The White House also recently announced that the president would visit the global warming summit at Copenhagen and deliver a message that the U.S. will commit to lowering our greenhouse emissions by 17%. For those in the know - which will include most people in Copenhagen, this will be deeply disturbing.

The International Panel on Climate Change has argued that the science indicates that the developed countries (of which the U.S. is by far the largest polluter) must reduce their 2020 greenhouse emissions by 25% to 40% from 1990 levels. The White House, and the House legislation that they are referring to, do the equivalent of lowering the basketball rim from ten to eight feet and say they are dunking. The White House says it can commit to lowering emissions 17% from the levels of 2005 - fifteen years and a great deal of added pollution from 1990. The U.S. press may not notice, but the rest of the world surely will.

And it was not a good day to be Sen. Barbara Boxer, whose global warming legislation passed out of committee with a 20% reduction. With her own president stating a 17% goal, her position is now toast.

One of the pernicious effects of the international gathering at Copenhagen has been that it has been used to generate immense pressure to compromise the science with the battle cry - legislation must be passed so that Copenhagen will not fail. The lobbyists for the coal and oil industries were successful in leveraging the desire to pass ANY legislation with weakening the already weakened targets.

And having praised legislation that does not remotely meet the targets the best scientists believe are necessary, the Administration was willing to bargain away their only trump card - the ability of the EPA to regulate greenhouse gases beyond that legislated by Congress.
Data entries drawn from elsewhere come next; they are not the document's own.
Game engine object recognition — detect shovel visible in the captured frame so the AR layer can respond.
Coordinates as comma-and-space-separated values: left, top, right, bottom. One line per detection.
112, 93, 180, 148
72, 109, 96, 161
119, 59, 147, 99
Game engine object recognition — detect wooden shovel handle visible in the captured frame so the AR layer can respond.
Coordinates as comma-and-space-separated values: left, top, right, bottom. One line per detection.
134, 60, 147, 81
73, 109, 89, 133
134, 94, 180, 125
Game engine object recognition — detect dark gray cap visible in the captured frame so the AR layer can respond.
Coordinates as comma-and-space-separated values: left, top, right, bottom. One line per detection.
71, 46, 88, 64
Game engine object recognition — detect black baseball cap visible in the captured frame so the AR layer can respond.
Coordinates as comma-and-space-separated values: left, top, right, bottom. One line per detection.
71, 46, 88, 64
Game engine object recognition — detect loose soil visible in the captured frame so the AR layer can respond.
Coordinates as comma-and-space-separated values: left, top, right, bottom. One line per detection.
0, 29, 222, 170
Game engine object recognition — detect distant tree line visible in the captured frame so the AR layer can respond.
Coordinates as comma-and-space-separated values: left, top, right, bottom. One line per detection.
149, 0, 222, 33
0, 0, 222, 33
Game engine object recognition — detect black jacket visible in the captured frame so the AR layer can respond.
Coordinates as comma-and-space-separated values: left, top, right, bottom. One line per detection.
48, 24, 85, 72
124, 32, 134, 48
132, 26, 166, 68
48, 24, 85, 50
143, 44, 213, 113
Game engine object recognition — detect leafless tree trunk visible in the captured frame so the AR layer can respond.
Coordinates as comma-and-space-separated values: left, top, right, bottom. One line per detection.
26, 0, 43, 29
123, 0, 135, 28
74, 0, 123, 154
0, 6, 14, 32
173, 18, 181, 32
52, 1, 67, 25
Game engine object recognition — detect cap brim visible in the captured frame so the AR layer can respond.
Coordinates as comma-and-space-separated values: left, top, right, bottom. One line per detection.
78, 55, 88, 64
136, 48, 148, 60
The House legislation eliminated that power in a backroom deal with Rep. Boucher, D (coal industry) without public notice or debate.

As a sad result, the 17% House/Obama goal, rather than being a floor for reduction became an upper limit. An upper limit which literally ensures that global warming will get worse - most likely terribly worse. And most perversely, of course, the worst damage from global warming will not fall on those of us in the United States which has caused most of the problem, but on those in the developing world who have done the least.

I continue to hope for the best for President Obama. The Nobel committee rolled the dice betting that several good speeches were the down payment on fighting for tough changes. They got an expanded war and a guaranteed to fail approach to global warming.